Verify the mail configuration on your nodes.
xlv_plexd[31]: DIOCXLVPLEXCOPY on xxx (dev 192.4) failed: No such device or address
The plex revive operation was interrupted because the underlying device went away. This situation is usually because the shared volume has been given away to the other node in the cluster.
This message is benign.
New state: NC_ERROR
The IRIS FailSafe software has detected an internal inconsistency and has suspended operation. The nodes of the cluster are still running.
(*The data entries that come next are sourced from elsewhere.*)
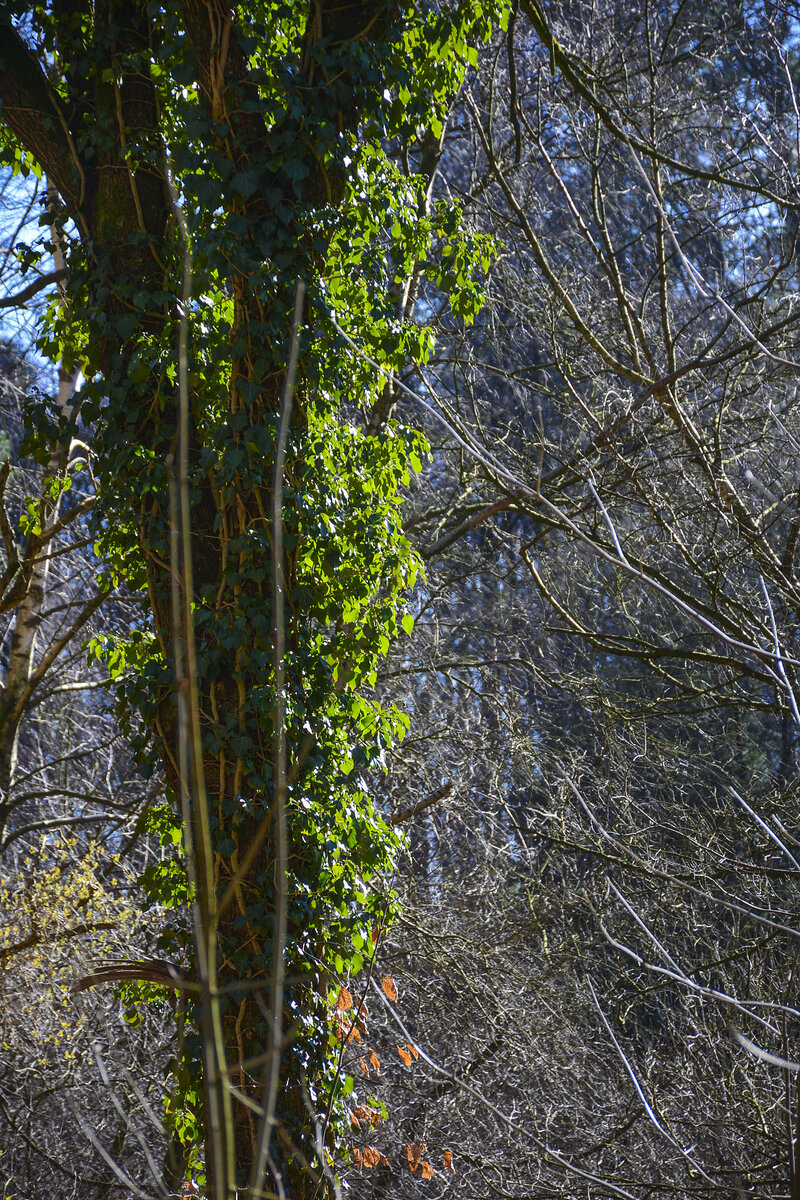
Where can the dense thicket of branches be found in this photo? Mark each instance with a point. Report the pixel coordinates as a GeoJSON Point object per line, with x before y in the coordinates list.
{"type": "Point", "coordinates": [597, 951]}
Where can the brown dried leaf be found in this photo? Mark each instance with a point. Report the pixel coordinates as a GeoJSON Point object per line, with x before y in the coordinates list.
{"type": "Point", "coordinates": [364, 1113]}
{"type": "Point", "coordinates": [344, 1000]}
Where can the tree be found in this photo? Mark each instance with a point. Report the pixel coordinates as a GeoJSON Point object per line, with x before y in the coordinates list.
{"type": "Point", "coordinates": [206, 160]}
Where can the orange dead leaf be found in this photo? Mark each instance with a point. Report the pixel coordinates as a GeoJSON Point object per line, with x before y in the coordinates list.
{"type": "Point", "coordinates": [344, 1000]}
{"type": "Point", "coordinates": [360, 1006]}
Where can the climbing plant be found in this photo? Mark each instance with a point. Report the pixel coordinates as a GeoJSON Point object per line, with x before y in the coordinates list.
{"type": "Point", "coordinates": [245, 201]}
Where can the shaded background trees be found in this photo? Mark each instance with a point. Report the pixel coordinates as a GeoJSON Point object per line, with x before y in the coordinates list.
{"type": "Point", "coordinates": [605, 669]}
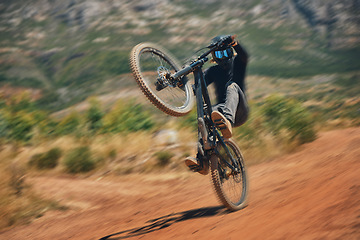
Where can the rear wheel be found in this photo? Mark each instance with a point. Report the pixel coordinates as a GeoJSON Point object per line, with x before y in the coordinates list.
{"type": "Point", "coordinates": [150, 65]}
{"type": "Point", "coordinates": [230, 186]}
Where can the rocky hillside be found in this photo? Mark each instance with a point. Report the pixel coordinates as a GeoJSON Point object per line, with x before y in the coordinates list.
{"type": "Point", "coordinates": [66, 50]}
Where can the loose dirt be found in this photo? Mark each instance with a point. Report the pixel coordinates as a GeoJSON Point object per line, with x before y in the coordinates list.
{"type": "Point", "coordinates": [311, 194]}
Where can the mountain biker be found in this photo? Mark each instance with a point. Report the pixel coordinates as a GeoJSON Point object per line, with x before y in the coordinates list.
{"type": "Point", "coordinates": [228, 76]}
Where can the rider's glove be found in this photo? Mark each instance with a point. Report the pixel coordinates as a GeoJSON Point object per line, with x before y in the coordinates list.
{"type": "Point", "coordinates": [230, 40]}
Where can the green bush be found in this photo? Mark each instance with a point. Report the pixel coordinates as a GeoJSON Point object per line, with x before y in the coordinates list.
{"type": "Point", "coordinates": [163, 157]}
{"type": "Point", "coordinates": [287, 114]}
{"type": "Point", "coordinates": [79, 160]}
{"type": "Point", "coordinates": [46, 160]}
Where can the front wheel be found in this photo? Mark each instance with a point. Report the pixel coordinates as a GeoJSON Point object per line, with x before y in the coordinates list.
{"type": "Point", "coordinates": [151, 65]}
{"type": "Point", "coordinates": [231, 186]}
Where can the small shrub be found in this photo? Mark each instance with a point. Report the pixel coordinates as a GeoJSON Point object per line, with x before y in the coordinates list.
{"type": "Point", "coordinates": [79, 160]}
{"type": "Point", "coordinates": [163, 157]}
{"type": "Point", "coordinates": [46, 160]}
{"type": "Point", "coordinates": [287, 114]}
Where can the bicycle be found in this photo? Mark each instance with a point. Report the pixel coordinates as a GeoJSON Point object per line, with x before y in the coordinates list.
{"type": "Point", "coordinates": [166, 85]}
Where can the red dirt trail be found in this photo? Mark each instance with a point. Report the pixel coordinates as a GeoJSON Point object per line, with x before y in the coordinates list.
{"type": "Point", "coordinates": [311, 194]}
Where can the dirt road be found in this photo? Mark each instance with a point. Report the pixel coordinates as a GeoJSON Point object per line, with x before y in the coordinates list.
{"type": "Point", "coordinates": [311, 194]}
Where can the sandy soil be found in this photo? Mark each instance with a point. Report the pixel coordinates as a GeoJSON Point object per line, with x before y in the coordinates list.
{"type": "Point", "coordinates": [311, 194]}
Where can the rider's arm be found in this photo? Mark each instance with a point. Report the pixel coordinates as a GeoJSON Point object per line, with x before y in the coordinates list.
{"type": "Point", "coordinates": [240, 51]}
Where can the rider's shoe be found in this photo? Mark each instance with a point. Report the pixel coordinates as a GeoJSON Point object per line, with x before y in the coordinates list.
{"type": "Point", "coordinates": [194, 165]}
{"type": "Point", "coordinates": [222, 124]}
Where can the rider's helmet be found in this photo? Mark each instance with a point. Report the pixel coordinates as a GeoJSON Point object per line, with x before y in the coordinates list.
{"type": "Point", "coordinates": [223, 55]}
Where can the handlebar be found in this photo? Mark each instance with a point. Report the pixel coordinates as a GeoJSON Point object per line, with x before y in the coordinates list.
{"type": "Point", "coordinates": [202, 59]}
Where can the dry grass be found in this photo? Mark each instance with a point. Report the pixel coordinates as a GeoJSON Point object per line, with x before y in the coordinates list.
{"type": "Point", "coordinates": [18, 203]}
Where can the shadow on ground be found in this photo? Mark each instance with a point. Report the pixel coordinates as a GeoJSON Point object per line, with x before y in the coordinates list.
{"type": "Point", "coordinates": [166, 221]}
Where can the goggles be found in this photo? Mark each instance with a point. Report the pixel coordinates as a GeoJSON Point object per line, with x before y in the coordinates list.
{"type": "Point", "coordinates": [223, 54]}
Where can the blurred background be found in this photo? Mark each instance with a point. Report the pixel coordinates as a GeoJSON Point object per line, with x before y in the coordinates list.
{"type": "Point", "coordinates": [69, 104]}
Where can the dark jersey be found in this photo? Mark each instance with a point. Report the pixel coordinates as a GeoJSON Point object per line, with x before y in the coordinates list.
{"type": "Point", "coordinates": [236, 73]}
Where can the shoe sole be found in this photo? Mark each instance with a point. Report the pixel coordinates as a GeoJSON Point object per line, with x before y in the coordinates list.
{"type": "Point", "coordinates": [196, 168]}
{"type": "Point", "coordinates": [220, 124]}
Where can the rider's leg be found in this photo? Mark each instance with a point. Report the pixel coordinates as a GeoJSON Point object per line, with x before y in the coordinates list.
{"type": "Point", "coordinates": [235, 108]}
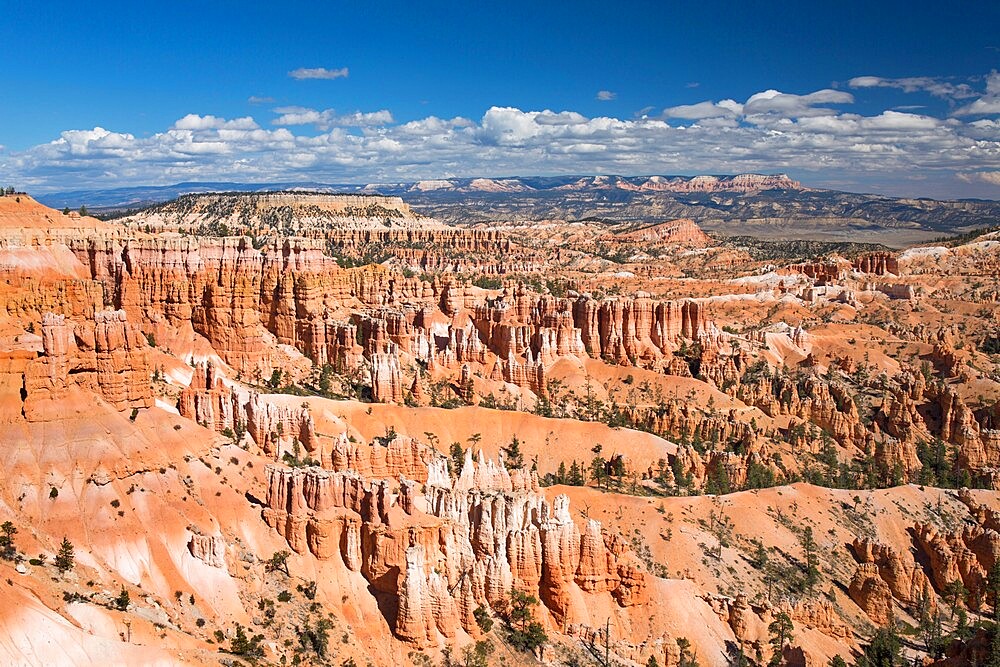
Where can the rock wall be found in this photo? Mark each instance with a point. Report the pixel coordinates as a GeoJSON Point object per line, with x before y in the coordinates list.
{"type": "Point", "coordinates": [460, 545]}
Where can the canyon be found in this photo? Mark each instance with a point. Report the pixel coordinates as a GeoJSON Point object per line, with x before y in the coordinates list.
{"type": "Point", "coordinates": [349, 431]}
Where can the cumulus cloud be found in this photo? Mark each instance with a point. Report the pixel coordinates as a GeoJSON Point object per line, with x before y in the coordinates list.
{"type": "Point", "coordinates": [329, 118]}
{"type": "Point", "coordinates": [989, 103]}
{"type": "Point", "coordinates": [771, 131]}
{"type": "Point", "coordinates": [770, 104]}
{"type": "Point", "coordinates": [990, 177]}
{"type": "Point", "coordinates": [707, 109]}
{"type": "Point", "coordinates": [787, 105]}
{"type": "Point", "coordinates": [318, 73]}
{"type": "Point", "coordinates": [912, 84]}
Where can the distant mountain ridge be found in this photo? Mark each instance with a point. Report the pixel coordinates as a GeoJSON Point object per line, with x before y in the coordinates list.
{"type": "Point", "coordinates": [766, 206]}
{"type": "Point", "coordinates": [139, 196]}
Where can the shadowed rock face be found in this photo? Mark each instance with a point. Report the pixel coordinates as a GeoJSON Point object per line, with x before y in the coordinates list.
{"type": "Point", "coordinates": [662, 386]}
{"type": "Point", "coordinates": [457, 546]}
{"type": "Point", "coordinates": [108, 356]}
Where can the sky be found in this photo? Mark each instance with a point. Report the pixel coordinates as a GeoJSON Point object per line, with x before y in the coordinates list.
{"type": "Point", "coordinates": [901, 98]}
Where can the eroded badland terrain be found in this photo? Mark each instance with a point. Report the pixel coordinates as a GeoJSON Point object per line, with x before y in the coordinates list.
{"type": "Point", "coordinates": [295, 428]}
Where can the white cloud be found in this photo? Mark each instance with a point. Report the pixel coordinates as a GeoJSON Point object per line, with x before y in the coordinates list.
{"type": "Point", "coordinates": [329, 118]}
{"type": "Point", "coordinates": [196, 122]}
{"type": "Point", "coordinates": [770, 103]}
{"type": "Point", "coordinates": [912, 84]}
{"type": "Point", "coordinates": [771, 131]}
{"type": "Point", "coordinates": [785, 105]}
{"type": "Point", "coordinates": [318, 73]}
{"type": "Point", "coordinates": [989, 103]}
{"type": "Point", "coordinates": [990, 177]}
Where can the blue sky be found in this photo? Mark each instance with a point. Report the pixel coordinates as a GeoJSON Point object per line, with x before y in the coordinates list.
{"type": "Point", "coordinates": [896, 97]}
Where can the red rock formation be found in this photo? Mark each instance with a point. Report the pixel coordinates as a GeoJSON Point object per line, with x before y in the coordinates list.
{"type": "Point", "coordinates": [489, 531]}
{"type": "Point", "coordinates": [871, 593]}
{"type": "Point", "coordinates": [905, 578]}
{"type": "Point", "coordinates": [878, 263]}
{"type": "Point", "coordinates": [108, 356]}
{"type": "Point", "coordinates": [208, 401]}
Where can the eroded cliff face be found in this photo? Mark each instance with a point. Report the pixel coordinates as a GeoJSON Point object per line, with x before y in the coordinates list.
{"type": "Point", "coordinates": [107, 356]}
{"type": "Point", "coordinates": [458, 545]}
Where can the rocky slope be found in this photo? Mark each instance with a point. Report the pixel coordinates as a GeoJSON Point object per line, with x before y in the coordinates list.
{"type": "Point", "coordinates": [362, 464]}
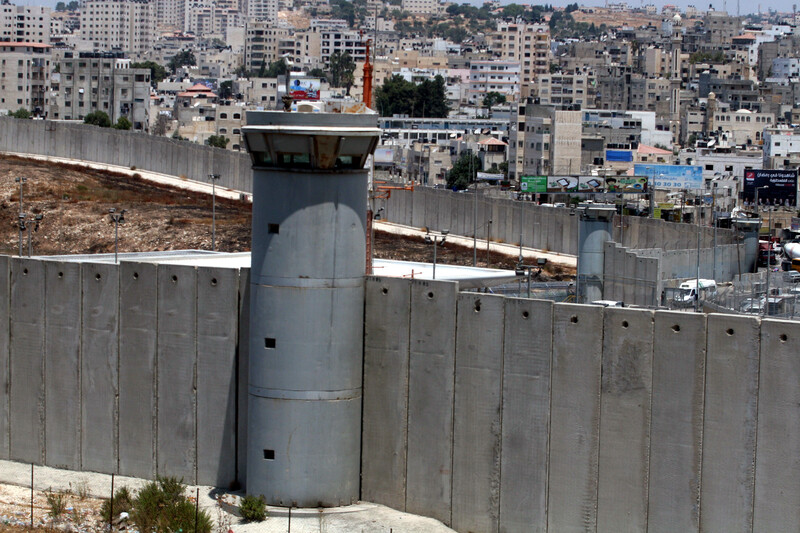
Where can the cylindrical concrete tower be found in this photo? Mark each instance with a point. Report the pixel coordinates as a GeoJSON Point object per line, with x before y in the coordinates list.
{"type": "Point", "coordinates": [307, 301]}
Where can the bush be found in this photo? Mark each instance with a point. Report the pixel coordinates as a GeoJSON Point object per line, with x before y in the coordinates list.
{"type": "Point", "coordinates": [253, 508]}
{"type": "Point", "coordinates": [123, 503]}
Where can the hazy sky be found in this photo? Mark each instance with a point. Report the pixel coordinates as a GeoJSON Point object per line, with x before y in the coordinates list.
{"type": "Point", "coordinates": [745, 6]}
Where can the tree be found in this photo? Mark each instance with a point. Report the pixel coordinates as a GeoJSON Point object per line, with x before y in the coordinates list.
{"type": "Point", "coordinates": [342, 67]}
{"type": "Point", "coordinates": [464, 171]}
{"type": "Point", "coordinates": [182, 58]}
{"type": "Point", "coordinates": [157, 72]}
{"type": "Point", "coordinates": [20, 113]}
{"type": "Point", "coordinates": [219, 141]}
{"type": "Point", "coordinates": [123, 124]}
{"type": "Point", "coordinates": [98, 118]}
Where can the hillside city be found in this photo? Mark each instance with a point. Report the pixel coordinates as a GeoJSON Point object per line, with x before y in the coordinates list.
{"type": "Point", "coordinates": [517, 92]}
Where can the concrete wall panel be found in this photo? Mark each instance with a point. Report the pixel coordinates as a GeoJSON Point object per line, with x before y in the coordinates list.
{"type": "Point", "coordinates": [26, 394]}
{"type": "Point", "coordinates": [676, 430]}
{"type": "Point", "coordinates": [777, 484]}
{"type": "Point", "coordinates": [217, 337]}
{"type": "Point", "coordinates": [138, 326]}
{"type": "Point", "coordinates": [625, 420]}
{"type": "Point", "coordinates": [100, 367]}
{"type": "Point", "coordinates": [177, 351]}
{"type": "Point", "coordinates": [574, 418]}
{"type": "Point", "coordinates": [430, 398]}
{"type": "Point", "coordinates": [478, 404]}
{"type": "Point", "coordinates": [526, 415]}
{"type": "Point", "coordinates": [729, 432]}
{"type": "Point", "coordinates": [62, 365]}
{"type": "Point", "coordinates": [385, 418]}
{"type": "Point", "coordinates": [5, 383]}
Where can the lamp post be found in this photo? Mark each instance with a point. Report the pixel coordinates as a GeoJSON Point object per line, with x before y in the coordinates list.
{"type": "Point", "coordinates": [117, 217]}
{"type": "Point", "coordinates": [213, 178]}
{"type": "Point", "coordinates": [436, 240]}
{"type": "Point", "coordinates": [21, 180]}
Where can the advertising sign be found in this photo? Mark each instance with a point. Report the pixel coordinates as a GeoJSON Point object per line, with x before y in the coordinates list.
{"type": "Point", "coordinates": [676, 177]}
{"type": "Point", "coordinates": [781, 186]}
{"type": "Point", "coordinates": [562, 184]}
{"type": "Point", "coordinates": [305, 88]}
{"type": "Point", "coordinates": [533, 184]}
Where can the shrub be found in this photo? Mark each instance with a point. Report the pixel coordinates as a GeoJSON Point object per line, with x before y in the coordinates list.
{"type": "Point", "coordinates": [57, 502]}
{"type": "Point", "coordinates": [123, 503]}
{"type": "Point", "coordinates": [253, 508]}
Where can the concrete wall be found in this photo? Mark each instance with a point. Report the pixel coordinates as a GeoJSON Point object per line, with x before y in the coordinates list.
{"type": "Point", "coordinates": [563, 417]}
{"type": "Point", "coordinates": [126, 149]}
{"type": "Point", "coordinates": [546, 228]}
{"type": "Point", "coordinates": [128, 369]}
{"type": "Point", "coordinates": [637, 277]}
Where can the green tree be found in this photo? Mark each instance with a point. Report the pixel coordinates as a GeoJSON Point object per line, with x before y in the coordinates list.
{"type": "Point", "coordinates": [98, 118]}
{"type": "Point", "coordinates": [342, 67]}
{"type": "Point", "coordinates": [123, 124]}
{"type": "Point", "coordinates": [219, 141]}
{"type": "Point", "coordinates": [464, 171]}
{"type": "Point", "coordinates": [157, 72]}
{"type": "Point", "coordinates": [182, 58]}
{"type": "Point", "coordinates": [20, 113]}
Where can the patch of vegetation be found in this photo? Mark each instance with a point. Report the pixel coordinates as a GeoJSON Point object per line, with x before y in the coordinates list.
{"type": "Point", "coordinates": [253, 508]}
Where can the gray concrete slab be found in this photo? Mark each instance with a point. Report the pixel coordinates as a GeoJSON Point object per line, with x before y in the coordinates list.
{"type": "Point", "coordinates": [177, 357]}
{"type": "Point", "coordinates": [26, 394]}
{"type": "Point", "coordinates": [5, 383]}
{"type": "Point", "coordinates": [574, 418]}
{"type": "Point", "coordinates": [217, 337]}
{"type": "Point", "coordinates": [430, 399]}
{"type": "Point", "coordinates": [526, 415]}
{"type": "Point", "coordinates": [138, 327]}
{"type": "Point", "coordinates": [100, 367]}
{"type": "Point", "coordinates": [777, 483]}
{"type": "Point", "coordinates": [676, 429]}
{"type": "Point", "coordinates": [62, 365]}
{"type": "Point", "coordinates": [477, 411]}
{"type": "Point", "coordinates": [626, 386]}
{"type": "Point", "coordinates": [385, 413]}
{"type": "Point", "coordinates": [729, 431]}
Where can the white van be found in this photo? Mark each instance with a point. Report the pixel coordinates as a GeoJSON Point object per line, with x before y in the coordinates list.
{"type": "Point", "coordinates": [688, 292]}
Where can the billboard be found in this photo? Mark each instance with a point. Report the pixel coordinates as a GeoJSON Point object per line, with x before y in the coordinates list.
{"type": "Point", "coordinates": [672, 176]}
{"type": "Point", "coordinates": [305, 88]}
{"type": "Point", "coordinates": [781, 186]}
{"type": "Point", "coordinates": [533, 184]}
{"type": "Point", "coordinates": [562, 183]}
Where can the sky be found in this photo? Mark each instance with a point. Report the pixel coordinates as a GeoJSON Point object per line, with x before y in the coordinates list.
{"type": "Point", "coordinates": [745, 6]}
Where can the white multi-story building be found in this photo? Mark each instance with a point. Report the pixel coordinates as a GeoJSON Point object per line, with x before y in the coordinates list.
{"type": "Point", "coordinates": [493, 76]}
{"type": "Point", "coordinates": [24, 76]}
{"type": "Point", "coordinates": [261, 10]}
{"type": "Point", "coordinates": [101, 82]}
{"type": "Point", "coordinates": [124, 25]}
{"type": "Point", "coordinates": [29, 24]}
{"type": "Point", "coordinates": [423, 7]}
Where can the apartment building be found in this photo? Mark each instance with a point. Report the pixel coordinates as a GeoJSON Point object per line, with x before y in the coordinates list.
{"type": "Point", "coordinates": [526, 44]}
{"type": "Point", "coordinates": [24, 23]}
{"type": "Point", "coordinates": [118, 25]}
{"type": "Point", "coordinates": [24, 76]}
{"type": "Point", "coordinates": [102, 82]}
{"type": "Point", "coordinates": [492, 76]}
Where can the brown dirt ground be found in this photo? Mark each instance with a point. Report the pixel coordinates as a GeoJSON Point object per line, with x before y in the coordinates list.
{"type": "Point", "coordinates": [75, 203]}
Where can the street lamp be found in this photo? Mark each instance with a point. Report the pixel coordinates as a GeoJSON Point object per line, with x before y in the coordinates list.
{"type": "Point", "coordinates": [213, 178]}
{"type": "Point", "coordinates": [21, 181]}
{"type": "Point", "coordinates": [522, 269]}
{"type": "Point", "coordinates": [436, 240]}
{"type": "Point", "coordinates": [117, 217]}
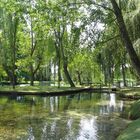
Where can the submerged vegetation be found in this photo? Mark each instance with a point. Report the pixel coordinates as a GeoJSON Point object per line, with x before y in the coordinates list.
{"type": "Point", "coordinates": [59, 45]}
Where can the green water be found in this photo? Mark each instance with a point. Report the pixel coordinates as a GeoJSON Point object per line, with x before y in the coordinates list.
{"type": "Point", "coordinates": [85, 116]}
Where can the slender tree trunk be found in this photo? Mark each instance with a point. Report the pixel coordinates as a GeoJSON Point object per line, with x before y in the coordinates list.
{"type": "Point", "coordinates": [31, 75]}
{"type": "Point", "coordinates": [79, 77]}
{"type": "Point", "coordinates": [13, 47]}
{"type": "Point", "coordinates": [123, 74]}
{"type": "Point", "coordinates": [65, 67]}
{"type": "Point", "coordinates": [125, 37]}
{"type": "Point", "coordinates": [67, 73]}
{"type": "Point", "coordinates": [59, 72]}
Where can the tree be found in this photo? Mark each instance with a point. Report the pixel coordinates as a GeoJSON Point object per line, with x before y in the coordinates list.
{"type": "Point", "coordinates": [125, 37]}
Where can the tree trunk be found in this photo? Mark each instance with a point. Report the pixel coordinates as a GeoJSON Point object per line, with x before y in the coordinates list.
{"type": "Point", "coordinates": [31, 75]}
{"type": "Point", "coordinates": [123, 74]}
{"type": "Point", "coordinates": [125, 37]}
{"type": "Point", "coordinates": [67, 73]}
{"type": "Point", "coordinates": [79, 77]}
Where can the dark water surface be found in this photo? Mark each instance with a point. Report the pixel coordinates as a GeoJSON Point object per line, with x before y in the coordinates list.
{"type": "Point", "coordinates": [84, 116]}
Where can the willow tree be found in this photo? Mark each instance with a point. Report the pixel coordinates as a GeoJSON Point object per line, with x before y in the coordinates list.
{"type": "Point", "coordinates": [9, 23]}
{"type": "Point", "coordinates": [125, 36]}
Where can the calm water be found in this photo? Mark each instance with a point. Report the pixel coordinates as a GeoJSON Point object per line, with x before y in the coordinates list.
{"type": "Point", "coordinates": [85, 116]}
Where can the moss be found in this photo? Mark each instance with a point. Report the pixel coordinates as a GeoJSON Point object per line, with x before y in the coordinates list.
{"type": "Point", "coordinates": [134, 111]}
{"type": "Point", "coordinates": [132, 132]}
Verify the software and hardware configuration; reboot this node. Report this problem to Silicon Graphics Technical Support.
lost_heartbeat: heartbeat_<nodenumber> failed
Retrying heartbeat monitor over <public interface>
The cluster is in normal state, but a failure was detected in the private network.
Repair the private network. Follow the instructions in the section “Moving Heartbeat Messages to the Private Network” in Chapter 6 to switch the heartbeat back to the private network.
connect to opsnc failed
In a mixed OPS/IRIS FailSafe configuration, the ha_killd daemon could not connect to the OPS node controller on the Indy workstation that is running the IRISconsole software.
Verify that the cables from the Indy workstation running the IRISconsole are properly attached to the nodes in the IRIS FailSafe cluster, that the Indy workstation is running, and that the opsnc daemon is running on the Indy workstation.
open_tty failed -- cannot monitor node
This message applies to clusters running both Oracle Parallel Server (OPS) and IRIS FailSafe. If you see this message and the cluster is not running OPS, the problem is that the configuration parameter reset-host has been set. Remove reset-host to solve the problem.
If the cluster is running OPS, the IRIS FailSafe system cannot open the serial connection to the remote power control unit or the system controller port of the other node in the cluster.
Verify that the serial connection is hooked up and that the remote power control unit is powered on if used. Test the serial connection using the procedure in the section “Netscape Daemons Not Responding to Monitoring” in this appendix.